As a school, we only use summative assessment once per year because, in order to be reliable and valid, the tests must take up a significant amount of potential teaching time. We also feel that formative assessment is more important for pupils’ leaning; summative tests are not easy to use formatively as they include complex tasks which require a variety of knowledge and skills, making it less clear to the teacher which of these are lacking.
As a result, teachers are discouraged from using summative assessment at other times of the year.

Reporting to Parents

Assessment of Effort

We use the following effort descriptors:

  • Listens carefully during whole-class discourse.
  • Works hard during individual tasks in class.
  • Collaborates well with peers.
  • Completes homework carefully and on time.
  • Asks questions to clarify or probe as appropriate.

The score for each criteria is on the following scale:

  • Almost always
  • Mostly
  • Sometimes
  • Rarely

Pupils self-assess their effort before teachers assess it.
Teachers meet with parents and pupils. They discuss the effort assessments and agree upon one or two targets for the pupil to work on.
Pupils create a Google document with their targets, share it with their tutor, who makes sure they know what they need to do in order to meet their targets.

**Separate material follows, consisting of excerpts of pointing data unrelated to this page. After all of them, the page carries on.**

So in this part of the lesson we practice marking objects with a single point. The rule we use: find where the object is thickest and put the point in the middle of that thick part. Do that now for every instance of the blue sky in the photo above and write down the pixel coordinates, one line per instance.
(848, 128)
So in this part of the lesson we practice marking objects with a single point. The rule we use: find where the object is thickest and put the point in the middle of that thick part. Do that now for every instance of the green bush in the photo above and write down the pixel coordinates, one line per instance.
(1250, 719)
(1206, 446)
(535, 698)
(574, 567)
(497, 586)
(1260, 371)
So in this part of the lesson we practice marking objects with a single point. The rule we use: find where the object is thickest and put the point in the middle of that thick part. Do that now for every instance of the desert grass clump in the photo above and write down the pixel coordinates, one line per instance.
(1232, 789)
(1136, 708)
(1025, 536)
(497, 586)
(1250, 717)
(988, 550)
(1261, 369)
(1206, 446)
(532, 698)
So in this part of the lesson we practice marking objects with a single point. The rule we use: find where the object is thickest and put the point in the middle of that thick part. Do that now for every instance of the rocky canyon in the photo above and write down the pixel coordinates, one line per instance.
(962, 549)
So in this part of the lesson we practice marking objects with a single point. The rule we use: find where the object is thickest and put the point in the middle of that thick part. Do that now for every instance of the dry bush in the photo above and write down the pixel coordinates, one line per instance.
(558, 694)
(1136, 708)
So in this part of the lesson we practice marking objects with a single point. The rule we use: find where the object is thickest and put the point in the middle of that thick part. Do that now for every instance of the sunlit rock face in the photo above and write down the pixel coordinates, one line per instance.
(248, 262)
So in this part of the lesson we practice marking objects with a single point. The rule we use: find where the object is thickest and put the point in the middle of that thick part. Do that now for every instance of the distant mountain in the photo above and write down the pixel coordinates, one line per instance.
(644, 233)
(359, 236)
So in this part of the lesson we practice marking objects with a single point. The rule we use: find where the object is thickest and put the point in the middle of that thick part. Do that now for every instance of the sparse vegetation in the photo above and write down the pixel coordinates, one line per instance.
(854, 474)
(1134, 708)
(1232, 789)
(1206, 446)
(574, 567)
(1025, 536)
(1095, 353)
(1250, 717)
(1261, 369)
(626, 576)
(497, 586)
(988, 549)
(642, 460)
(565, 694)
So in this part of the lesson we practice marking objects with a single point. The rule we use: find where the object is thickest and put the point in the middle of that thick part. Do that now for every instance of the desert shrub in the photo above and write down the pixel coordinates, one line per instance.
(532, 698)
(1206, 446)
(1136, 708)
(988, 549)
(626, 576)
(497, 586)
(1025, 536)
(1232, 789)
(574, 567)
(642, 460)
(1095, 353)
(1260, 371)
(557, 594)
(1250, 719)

Teachers write brief comments on how each pupil is working towards the targets they set in Autumn term. They should be aimed at the pupils and hence written in the second person.
They are sent to parents, pupils and tutors, who discuss them with the pupils.

Early May
Pupils self-assess and teachers separately assess pupils’ effort.
Teachers meet with pupils and parents to discuss the effort assessments and progress towards their targets. During this meeting, targets are revised if appropriate.
Pupils update their target sheet and discuss this with their tutors, particularly focussing on targets that have remained from the autumn term.

Late June
Teachers mark the end of year assessments and work with the head of assessment to convert the scores into scaled scores, which are then reported to parents.

Appendix 1


Appendix 2

Lets say Jamie scores 75% on an English test and 60% on a science test.
It appears at first that’s he’s doing better in English, but this does not take account of the difficulty of the test.
It could be that the class average in English was 80% and the average in science was 50%. Then Jamie is actually below average for English and above average for science. Pupils intuitively know this, which is why they want to ask their peers how they did after results of a test are delivered.
There is also a more subtle issue, which is that the results of different tests may be more spread out than others.

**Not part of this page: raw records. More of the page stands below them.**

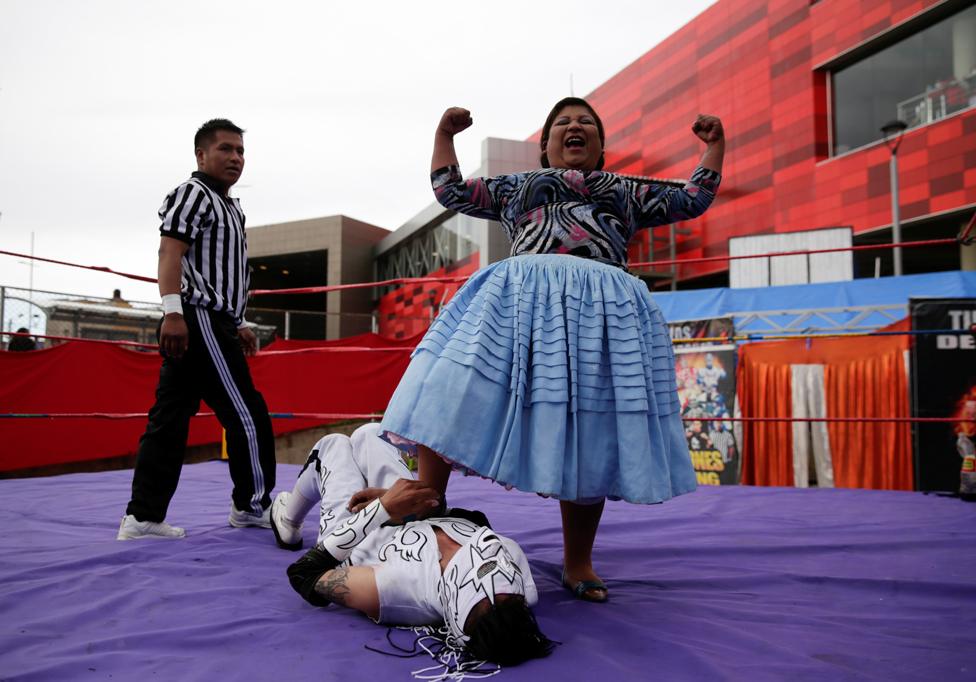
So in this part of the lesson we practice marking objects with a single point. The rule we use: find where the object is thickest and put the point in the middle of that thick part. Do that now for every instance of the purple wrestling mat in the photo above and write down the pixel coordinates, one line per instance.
(733, 583)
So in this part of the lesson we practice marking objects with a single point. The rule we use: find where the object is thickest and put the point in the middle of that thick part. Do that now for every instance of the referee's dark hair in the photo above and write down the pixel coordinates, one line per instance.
(208, 131)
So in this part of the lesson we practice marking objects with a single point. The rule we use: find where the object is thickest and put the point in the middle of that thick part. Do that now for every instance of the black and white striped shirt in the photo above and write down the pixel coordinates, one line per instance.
(215, 271)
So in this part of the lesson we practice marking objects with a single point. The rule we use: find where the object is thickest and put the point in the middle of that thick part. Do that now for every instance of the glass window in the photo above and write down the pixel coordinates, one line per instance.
(918, 80)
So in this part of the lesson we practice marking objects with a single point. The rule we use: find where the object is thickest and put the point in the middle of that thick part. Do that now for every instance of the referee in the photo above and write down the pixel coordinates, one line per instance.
(203, 281)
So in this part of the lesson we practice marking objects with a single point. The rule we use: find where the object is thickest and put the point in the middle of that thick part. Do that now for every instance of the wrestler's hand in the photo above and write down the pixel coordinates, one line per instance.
(248, 340)
(364, 497)
(174, 337)
(453, 121)
(708, 129)
(407, 498)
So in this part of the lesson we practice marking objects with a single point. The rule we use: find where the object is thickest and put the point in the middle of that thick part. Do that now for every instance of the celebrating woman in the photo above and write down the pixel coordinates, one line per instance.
(552, 371)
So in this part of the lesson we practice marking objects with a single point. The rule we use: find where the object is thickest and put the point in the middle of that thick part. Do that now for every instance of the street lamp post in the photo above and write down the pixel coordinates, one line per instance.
(893, 131)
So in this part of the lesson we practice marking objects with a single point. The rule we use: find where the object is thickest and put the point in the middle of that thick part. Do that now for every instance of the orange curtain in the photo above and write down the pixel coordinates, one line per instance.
(763, 381)
(870, 380)
(864, 377)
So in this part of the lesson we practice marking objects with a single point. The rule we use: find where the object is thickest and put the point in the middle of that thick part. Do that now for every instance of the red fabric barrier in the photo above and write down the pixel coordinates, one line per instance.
(367, 340)
(86, 377)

To account for differing averages and spread, we can standardise the scores in the following way:

The standardised score in every test will have an average of 100 and a ‘spread’ of 20. In the example of Jamie’s test results above, his English grade may (it would depend on the spread of results) be standardised to 93 and his Science grade may be standardised to 120.
This will allow his tutor and parents to compare these results fairly: he can’t use the classic excuse “but everyone did badly in English”.

Next year, he will receive another science grade on the same standardised measure. Let’s say this is 115. In this case, we should be careful not to assume that he has done worse this year than last / made less than average progress in science. If however, his score is 90 in science in the second year, this significant drop is probably worth investigating.

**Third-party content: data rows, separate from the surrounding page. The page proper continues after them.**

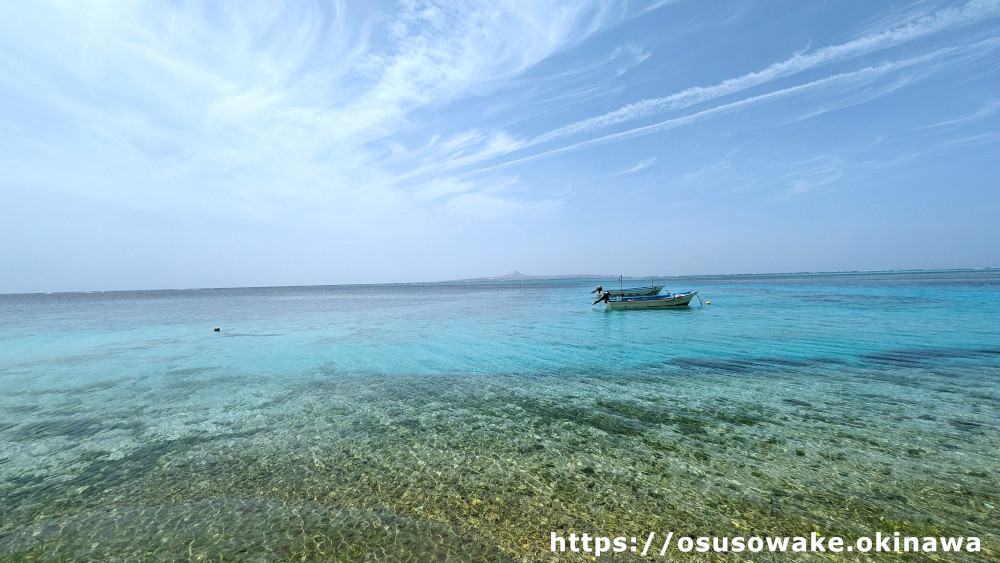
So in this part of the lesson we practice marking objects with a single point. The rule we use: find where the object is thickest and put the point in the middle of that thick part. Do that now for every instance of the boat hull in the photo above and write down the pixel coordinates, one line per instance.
(636, 291)
(652, 301)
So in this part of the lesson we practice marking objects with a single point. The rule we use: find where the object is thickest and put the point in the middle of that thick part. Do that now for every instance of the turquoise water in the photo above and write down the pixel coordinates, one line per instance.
(468, 421)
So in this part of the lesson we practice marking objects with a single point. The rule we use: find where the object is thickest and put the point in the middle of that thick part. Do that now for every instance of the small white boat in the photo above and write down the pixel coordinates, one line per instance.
(652, 301)
(650, 289)
(636, 291)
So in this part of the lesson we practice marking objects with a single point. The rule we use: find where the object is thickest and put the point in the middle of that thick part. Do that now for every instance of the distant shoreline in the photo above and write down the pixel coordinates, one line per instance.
(519, 277)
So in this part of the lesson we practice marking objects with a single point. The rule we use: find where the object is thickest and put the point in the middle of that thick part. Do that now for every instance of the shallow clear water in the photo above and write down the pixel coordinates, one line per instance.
(468, 421)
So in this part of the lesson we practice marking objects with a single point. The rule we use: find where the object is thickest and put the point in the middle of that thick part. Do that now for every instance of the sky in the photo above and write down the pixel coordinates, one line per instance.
(227, 144)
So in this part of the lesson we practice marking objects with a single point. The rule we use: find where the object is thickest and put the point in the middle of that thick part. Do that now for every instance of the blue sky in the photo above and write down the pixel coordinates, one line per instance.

This system is not perfect:
It does not allow us to compare the performance of departments or teachers but we don’t believe that we should use test results to do this.
It doesn’t give students an idea of how they’re doing nationally. This issue it tackled in the feedback policy by relating standardised scores to GCSE grades.

Note that we are only talking about summative tests here, in which the aim is to “track pupils’ attainment and progress, to give them, their teachers and parents an idea of how they might perform in future external exams.”.
Formative tests, which form the vast majority of testing, should not be analysed in this way and pupils should be discouraged from comparing their performance to each other.